For human-readable address-style notation, latitude is usually spoken first. For geometry construction in GeoPandas and Shapely, longitude comes first because it is the x coordinate: gpd.points_from_xy(lon, lat). Mixing these up is the single most common error in coordinate workflows.
How do I detect swapped lat/lon when both values are valid?
You often cannot from numbers alone — if both fall within ±90, either ordering is numerically plausible. Use a known reference point, plot the data against a country boundary, or check that the points land in your expected study area. The numeric heuristic only catches cases where one value exceeds the valid latitude range.
Should I drop out-of-range coordinates or fix them?
Flag first, then decide. A latitude of 120 cannot be a real latitude, but it may be a swapped longitude you can repair. Values that make no sense in either column (like 9999) are corrupt and should be dropped. Keep a log of what you removed so the cleaning is auditable.
What CRS should I use for plain lon/lat degrees?
EPSG:4326 (WGS 84). That is the standard for unprojected longitude/latitude in degrees, which is what GPS devices and most "lat/lon" CSVs report. If you need to plot on a web map tile background or measure distances in metres, reproject to EPSG:3857 or an appropriate local projected CRS afterward.
Why use GeoPackage instead of shapefile for output?
GeoPackage (driver="GPKG") is a single-file SQLite-based format that preserves full column names, data types, and the CRS without the shapefile's limitations: shapefiles truncate field names to 10 characters, scatter data across multiple sidecar files, and have weaker type support. For modern GeoPandas workflows, prefer GeoPackage.
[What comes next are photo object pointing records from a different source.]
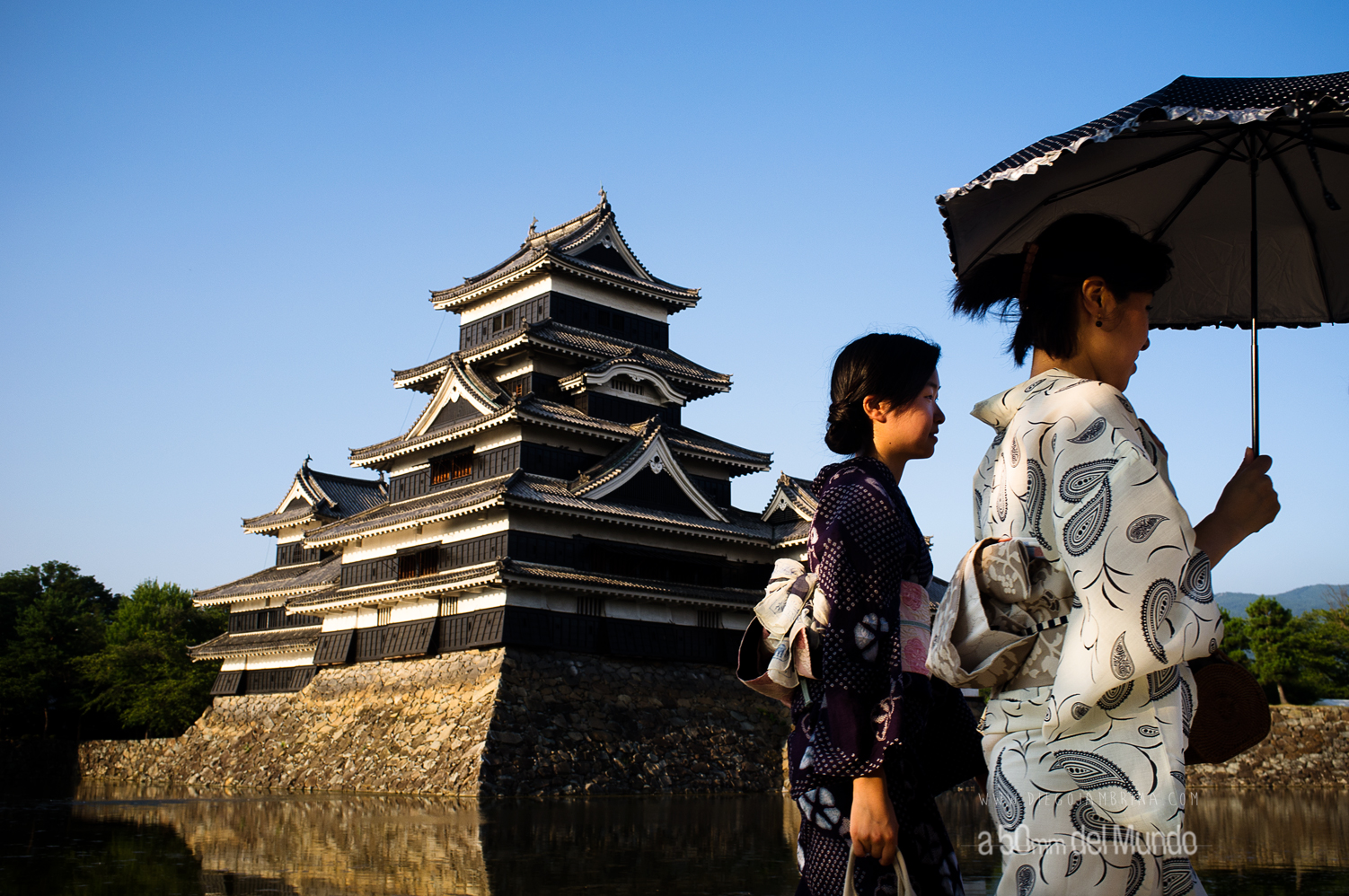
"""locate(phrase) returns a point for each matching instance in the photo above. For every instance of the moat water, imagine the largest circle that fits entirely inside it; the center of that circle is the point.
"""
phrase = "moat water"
(139, 841)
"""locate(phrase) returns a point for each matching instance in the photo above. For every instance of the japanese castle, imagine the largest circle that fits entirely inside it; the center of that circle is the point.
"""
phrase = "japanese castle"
(548, 494)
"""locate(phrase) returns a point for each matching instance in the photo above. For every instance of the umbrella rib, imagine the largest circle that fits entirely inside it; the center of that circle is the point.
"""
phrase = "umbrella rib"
(1195, 190)
(1308, 224)
(1062, 195)
(1133, 169)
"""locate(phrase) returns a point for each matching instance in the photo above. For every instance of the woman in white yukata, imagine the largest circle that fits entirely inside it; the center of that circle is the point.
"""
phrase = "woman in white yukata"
(1086, 742)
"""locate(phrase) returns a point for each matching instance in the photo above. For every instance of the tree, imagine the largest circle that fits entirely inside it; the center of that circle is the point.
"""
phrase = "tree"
(50, 616)
(1306, 656)
(143, 671)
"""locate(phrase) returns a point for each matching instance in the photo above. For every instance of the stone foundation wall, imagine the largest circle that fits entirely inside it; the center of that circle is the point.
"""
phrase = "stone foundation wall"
(505, 721)
(579, 724)
(1308, 746)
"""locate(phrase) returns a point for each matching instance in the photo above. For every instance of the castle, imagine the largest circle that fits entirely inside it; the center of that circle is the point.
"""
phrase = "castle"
(547, 496)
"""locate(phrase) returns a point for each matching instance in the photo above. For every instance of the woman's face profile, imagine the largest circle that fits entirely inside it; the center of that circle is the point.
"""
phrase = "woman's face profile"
(907, 431)
(1124, 337)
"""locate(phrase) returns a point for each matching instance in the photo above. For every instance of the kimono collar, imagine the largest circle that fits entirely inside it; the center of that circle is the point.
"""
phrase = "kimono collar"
(1000, 409)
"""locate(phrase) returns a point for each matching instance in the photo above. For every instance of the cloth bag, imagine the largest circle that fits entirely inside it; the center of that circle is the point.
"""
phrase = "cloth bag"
(902, 876)
(1233, 713)
(784, 629)
(981, 635)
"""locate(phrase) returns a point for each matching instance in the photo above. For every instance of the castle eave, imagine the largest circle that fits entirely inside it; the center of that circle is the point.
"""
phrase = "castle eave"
(257, 644)
(274, 582)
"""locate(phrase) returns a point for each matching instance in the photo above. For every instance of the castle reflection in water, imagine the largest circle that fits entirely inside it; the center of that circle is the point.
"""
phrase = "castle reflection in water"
(330, 845)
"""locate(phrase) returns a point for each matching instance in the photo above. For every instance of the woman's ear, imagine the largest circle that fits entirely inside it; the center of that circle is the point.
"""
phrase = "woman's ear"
(876, 408)
(1096, 301)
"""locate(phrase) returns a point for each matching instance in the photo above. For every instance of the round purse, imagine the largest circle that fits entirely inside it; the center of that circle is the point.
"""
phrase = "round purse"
(1233, 713)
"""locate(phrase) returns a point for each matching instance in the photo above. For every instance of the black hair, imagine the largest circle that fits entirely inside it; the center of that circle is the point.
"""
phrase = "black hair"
(891, 366)
(1066, 252)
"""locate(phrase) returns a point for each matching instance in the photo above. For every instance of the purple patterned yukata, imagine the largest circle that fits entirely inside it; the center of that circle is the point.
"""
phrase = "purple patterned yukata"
(875, 706)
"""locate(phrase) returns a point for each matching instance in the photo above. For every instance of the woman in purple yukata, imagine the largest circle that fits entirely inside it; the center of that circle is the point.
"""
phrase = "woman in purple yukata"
(876, 738)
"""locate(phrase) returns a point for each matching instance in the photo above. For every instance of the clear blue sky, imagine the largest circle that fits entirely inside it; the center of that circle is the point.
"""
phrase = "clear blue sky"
(219, 224)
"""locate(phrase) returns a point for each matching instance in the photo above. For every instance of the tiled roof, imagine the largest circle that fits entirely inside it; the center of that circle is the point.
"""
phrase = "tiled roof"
(540, 410)
(422, 586)
(273, 641)
(406, 514)
(540, 493)
(555, 246)
(618, 461)
(699, 381)
(682, 440)
(507, 571)
(325, 496)
(796, 494)
(626, 586)
(274, 582)
(544, 493)
(405, 443)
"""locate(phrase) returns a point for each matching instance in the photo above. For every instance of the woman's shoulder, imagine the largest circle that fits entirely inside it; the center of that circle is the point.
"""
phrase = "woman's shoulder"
(854, 483)
(1077, 397)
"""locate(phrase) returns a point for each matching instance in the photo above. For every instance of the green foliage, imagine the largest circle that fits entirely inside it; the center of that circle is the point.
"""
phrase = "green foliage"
(50, 616)
(75, 659)
(1302, 659)
(143, 672)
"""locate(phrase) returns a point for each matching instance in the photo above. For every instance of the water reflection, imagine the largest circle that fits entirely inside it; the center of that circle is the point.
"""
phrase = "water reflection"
(134, 839)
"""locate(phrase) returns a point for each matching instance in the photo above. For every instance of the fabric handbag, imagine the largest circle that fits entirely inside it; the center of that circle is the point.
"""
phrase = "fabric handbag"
(902, 876)
(781, 644)
(981, 633)
(1233, 713)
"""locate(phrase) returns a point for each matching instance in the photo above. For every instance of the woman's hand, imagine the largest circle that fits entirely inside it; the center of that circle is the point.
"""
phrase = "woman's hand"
(1248, 504)
(873, 826)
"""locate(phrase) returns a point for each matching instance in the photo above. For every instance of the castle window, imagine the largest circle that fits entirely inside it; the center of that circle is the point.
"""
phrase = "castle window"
(421, 563)
(459, 466)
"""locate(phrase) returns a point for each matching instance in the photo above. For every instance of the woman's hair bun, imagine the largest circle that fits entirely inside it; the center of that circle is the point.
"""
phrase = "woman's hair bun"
(892, 366)
(849, 429)
(1039, 289)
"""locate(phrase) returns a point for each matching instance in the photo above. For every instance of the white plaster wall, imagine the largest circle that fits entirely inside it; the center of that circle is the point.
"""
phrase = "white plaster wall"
(340, 621)
(578, 287)
(738, 621)
(536, 286)
(483, 601)
(567, 526)
(424, 609)
(683, 616)
(613, 298)
(446, 531)
(281, 660)
(653, 613)
(623, 609)
(518, 370)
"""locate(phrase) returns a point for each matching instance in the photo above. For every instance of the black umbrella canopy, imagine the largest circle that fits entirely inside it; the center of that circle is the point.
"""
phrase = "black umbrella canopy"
(1212, 166)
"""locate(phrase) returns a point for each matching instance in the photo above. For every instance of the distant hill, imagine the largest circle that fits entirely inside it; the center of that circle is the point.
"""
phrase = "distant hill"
(1311, 597)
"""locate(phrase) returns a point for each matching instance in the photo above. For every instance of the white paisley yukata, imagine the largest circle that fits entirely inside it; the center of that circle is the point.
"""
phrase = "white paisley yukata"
(1085, 745)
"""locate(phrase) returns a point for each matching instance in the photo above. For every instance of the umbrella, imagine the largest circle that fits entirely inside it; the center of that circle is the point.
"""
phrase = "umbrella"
(1239, 176)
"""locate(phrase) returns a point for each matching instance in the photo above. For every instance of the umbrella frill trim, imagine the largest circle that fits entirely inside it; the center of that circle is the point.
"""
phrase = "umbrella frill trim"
(1193, 114)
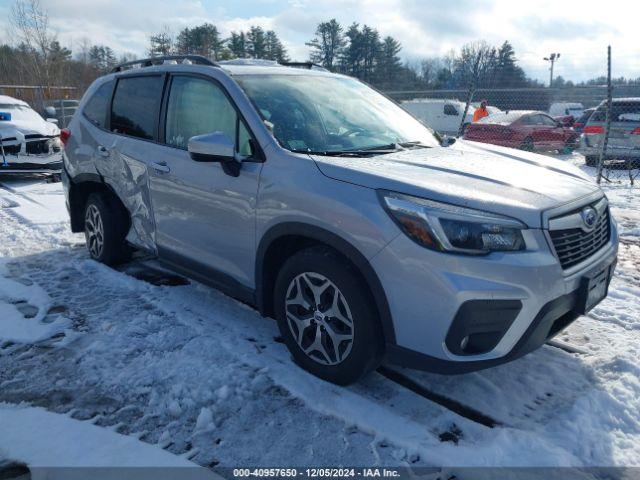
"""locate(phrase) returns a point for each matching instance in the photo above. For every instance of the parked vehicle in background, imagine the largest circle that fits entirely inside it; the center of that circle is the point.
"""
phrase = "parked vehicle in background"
(561, 109)
(320, 202)
(63, 110)
(579, 124)
(28, 143)
(444, 116)
(566, 121)
(490, 108)
(523, 129)
(624, 135)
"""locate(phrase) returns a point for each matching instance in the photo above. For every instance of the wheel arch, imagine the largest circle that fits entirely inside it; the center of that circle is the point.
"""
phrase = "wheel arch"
(283, 240)
(80, 187)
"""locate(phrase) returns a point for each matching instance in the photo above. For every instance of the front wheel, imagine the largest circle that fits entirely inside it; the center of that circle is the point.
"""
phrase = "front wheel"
(326, 317)
(105, 227)
(591, 160)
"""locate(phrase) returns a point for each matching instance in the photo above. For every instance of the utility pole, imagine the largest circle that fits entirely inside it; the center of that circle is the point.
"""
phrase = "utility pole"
(551, 59)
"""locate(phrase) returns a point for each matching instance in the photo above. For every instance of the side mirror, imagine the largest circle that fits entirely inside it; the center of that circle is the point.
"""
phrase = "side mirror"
(215, 147)
(448, 141)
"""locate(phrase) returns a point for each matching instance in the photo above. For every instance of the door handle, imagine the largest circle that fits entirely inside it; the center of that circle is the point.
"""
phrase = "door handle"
(102, 151)
(161, 167)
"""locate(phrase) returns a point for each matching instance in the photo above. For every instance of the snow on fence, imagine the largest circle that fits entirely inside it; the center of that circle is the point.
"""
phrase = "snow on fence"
(601, 121)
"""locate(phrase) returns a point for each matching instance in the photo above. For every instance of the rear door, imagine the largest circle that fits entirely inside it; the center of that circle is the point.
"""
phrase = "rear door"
(123, 156)
(205, 218)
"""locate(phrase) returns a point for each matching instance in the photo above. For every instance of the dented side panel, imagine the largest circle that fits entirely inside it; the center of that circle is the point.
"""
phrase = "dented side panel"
(128, 175)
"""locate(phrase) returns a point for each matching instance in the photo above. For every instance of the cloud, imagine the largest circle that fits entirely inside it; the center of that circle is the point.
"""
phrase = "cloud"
(424, 27)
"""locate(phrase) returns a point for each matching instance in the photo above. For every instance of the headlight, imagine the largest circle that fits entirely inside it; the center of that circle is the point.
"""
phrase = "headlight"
(448, 228)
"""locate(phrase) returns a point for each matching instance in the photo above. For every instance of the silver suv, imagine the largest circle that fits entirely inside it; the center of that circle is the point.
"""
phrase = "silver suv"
(321, 203)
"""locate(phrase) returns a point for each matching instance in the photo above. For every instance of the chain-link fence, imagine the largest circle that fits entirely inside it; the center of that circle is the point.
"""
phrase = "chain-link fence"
(596, 124)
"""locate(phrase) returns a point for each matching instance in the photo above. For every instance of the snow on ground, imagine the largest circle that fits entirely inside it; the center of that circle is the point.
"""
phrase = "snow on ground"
(48, 440)
(183, 366)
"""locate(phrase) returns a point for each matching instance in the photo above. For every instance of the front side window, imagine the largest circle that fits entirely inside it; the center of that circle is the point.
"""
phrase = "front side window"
(97, 106)
(197, 106)
(330, 114)
(136, 105)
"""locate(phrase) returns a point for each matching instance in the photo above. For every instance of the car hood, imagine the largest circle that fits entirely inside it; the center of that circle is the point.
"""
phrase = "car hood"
(495, 179)
(9, 129)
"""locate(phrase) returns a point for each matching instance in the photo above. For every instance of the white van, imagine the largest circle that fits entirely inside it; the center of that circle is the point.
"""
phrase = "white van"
(444, 116)
(564, 109)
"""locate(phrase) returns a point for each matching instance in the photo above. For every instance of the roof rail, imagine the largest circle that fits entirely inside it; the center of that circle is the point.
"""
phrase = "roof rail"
(149, 62)
(307, 65)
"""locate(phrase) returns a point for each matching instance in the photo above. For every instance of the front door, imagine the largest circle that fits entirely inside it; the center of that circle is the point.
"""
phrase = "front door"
(205, 219)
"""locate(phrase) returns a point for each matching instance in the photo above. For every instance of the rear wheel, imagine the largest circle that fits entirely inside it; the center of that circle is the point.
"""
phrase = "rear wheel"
(325, 316)
(105, 227)
(527, 144)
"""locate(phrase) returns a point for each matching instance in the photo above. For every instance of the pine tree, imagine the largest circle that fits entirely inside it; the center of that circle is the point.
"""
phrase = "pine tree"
(256, 45)
(389, 64)
(274, 49)
(328, 45)
(238, 45)
(160, 44)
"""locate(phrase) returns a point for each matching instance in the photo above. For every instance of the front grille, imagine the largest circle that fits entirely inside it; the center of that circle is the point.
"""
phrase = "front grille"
(37, 147)
(574, 245)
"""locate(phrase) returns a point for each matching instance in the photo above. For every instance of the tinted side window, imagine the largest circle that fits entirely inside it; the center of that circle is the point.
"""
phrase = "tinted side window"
(197, 106)
(96, 108)
(135, 106)
(450, 110)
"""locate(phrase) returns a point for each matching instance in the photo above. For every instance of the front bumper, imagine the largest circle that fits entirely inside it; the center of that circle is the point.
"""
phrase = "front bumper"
(525, 296)
(31, 163)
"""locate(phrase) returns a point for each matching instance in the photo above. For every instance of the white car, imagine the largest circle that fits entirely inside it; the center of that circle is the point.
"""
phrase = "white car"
(565, 109)
(28, 143)
(444, 116)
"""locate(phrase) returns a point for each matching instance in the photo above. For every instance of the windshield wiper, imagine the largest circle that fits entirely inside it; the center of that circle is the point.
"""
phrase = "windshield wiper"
(346, 153)
(368, 151)
(414, 144)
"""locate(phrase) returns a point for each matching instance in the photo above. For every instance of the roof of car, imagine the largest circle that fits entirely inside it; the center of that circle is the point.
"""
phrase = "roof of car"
(5, 99)
(276, 69)
(625, 99)
(505, 118)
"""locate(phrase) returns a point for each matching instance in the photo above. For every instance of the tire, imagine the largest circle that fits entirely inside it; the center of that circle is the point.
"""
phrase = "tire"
(342, 297)
(105, 228)
(527, 145)
(569, 147)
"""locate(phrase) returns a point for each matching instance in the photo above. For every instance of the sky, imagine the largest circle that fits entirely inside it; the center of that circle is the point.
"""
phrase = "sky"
(579, 30)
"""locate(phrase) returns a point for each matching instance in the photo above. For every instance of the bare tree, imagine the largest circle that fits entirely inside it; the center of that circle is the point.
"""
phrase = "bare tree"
(31, 26)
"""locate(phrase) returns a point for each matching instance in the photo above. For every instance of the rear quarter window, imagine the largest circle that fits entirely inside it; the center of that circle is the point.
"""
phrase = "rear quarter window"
(135, 107)
(97, 106)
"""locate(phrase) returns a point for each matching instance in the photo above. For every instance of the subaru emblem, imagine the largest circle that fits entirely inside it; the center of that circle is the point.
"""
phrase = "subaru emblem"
(589, 218)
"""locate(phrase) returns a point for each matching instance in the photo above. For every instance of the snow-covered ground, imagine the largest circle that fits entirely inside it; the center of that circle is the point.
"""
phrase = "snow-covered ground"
(181, 366)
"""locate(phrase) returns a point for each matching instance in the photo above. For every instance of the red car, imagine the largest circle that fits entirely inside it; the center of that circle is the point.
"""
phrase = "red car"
(526, 130)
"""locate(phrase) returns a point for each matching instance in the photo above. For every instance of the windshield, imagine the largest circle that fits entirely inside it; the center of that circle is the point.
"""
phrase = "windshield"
(326, 114)
(20, 113)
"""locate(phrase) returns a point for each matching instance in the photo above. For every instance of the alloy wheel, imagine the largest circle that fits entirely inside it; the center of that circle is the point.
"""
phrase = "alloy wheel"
(94, 231)
(319, 318)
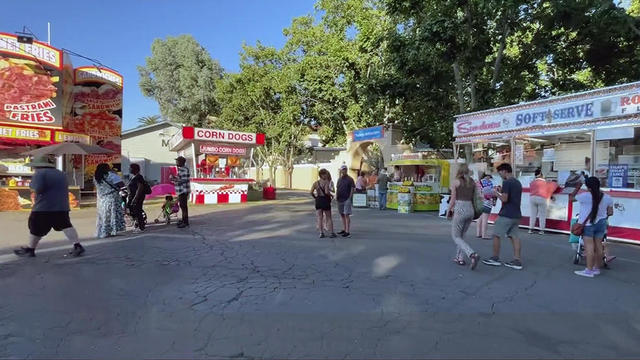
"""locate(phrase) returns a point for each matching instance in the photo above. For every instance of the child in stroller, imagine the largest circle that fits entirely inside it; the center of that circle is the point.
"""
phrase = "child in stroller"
(578, 247)
(169, 208)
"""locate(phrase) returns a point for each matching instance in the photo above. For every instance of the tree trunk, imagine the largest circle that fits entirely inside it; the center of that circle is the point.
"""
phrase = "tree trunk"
(459, 85)
(499, 56)
(472, 87)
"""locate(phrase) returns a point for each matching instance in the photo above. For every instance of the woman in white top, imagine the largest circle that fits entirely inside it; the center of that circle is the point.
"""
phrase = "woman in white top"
(595, 207)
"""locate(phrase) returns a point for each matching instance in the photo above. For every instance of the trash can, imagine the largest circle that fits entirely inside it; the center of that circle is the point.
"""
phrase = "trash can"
(269, 193)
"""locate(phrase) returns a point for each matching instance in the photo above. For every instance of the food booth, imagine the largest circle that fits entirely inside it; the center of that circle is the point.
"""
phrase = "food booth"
(217, 160)
(589, 133)
(422, 182)
(36, 85)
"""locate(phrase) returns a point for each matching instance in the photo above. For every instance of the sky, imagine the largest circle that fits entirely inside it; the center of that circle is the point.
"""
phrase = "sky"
(119, 33)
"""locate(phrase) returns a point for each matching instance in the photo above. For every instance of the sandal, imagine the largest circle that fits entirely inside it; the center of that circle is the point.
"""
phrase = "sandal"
(459, 262)
(475, 259)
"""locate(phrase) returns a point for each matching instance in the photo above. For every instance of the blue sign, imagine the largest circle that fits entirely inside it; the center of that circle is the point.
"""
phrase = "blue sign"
(618, 175)
(376, 132)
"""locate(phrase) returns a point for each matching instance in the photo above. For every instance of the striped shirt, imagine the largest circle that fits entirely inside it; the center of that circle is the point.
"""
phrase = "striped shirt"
(183, 183)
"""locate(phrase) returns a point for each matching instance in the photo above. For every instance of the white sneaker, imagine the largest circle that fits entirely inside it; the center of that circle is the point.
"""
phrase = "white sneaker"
(585, 273)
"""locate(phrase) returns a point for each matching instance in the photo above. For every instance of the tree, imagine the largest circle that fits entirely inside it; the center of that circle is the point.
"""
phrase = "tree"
(149, 120)
(181, 76)
(264, 97)
(452, 57)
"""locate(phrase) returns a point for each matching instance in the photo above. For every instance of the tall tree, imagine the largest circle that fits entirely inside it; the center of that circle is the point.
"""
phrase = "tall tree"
(149, 120)
(264, 97)
(459, 56)
(181, 76)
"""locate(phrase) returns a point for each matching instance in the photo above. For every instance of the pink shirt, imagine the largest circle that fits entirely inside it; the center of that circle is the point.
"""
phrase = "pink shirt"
(542, 188)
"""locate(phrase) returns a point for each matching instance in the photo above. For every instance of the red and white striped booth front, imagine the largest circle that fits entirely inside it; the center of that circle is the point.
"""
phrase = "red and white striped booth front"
(219, 191)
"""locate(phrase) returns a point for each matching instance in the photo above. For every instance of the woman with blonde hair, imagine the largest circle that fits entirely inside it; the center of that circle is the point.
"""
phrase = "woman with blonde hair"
(321, 192)
(461, 210)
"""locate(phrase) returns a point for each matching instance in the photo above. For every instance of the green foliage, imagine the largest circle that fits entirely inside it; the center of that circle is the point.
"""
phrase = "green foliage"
(181, 76)
(149, 120)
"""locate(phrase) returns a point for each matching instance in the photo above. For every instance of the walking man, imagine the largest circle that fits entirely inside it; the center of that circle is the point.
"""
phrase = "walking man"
(183, 188)
(383, 180)
(50, 209)
(135, 200)
(509, 218)
(344, 194)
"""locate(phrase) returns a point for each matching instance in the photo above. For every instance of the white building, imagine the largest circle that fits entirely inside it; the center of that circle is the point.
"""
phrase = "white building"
(148, 146)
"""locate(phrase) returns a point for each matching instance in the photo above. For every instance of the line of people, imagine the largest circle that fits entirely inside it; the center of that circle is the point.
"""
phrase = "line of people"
(595, 208)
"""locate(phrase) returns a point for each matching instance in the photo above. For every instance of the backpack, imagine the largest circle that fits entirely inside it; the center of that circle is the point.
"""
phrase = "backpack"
(146, 188)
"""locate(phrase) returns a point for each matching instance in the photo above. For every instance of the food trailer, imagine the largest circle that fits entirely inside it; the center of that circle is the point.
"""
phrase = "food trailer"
(217, 160)
(594, 133)
(422, 180)
(36, 99)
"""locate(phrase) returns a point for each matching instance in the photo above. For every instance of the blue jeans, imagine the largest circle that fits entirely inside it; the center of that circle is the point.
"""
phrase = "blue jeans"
(596, 230)
(382, 200)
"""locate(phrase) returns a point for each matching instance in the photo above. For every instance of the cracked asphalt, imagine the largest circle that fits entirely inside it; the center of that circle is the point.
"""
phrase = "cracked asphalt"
(256, 282)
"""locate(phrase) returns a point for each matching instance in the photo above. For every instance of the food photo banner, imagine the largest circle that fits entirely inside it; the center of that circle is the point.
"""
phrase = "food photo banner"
(31, 90)
(593, 108)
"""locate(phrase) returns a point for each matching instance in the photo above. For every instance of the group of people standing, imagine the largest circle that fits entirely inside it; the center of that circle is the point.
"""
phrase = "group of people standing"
(51, 206)
(595, 208)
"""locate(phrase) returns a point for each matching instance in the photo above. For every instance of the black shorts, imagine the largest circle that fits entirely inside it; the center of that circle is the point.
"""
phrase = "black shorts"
(41, 222)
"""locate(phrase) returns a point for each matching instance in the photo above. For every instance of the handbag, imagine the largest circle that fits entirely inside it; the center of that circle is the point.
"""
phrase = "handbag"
(478, 203)
(577, 229)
How do I handle duplicate points that are slightly different?
Round the coordinates to a precision that matches your real accuracy (5-6 decimal places is metre-level), then deduplicate on the rounded values: gdf.drop_duplicates(subset=["lon_r", "lat_r"]). This collapses points that represent the same location recorded with trivial floating-point or GPS jitter, while keeping genuinely distinct nearby points.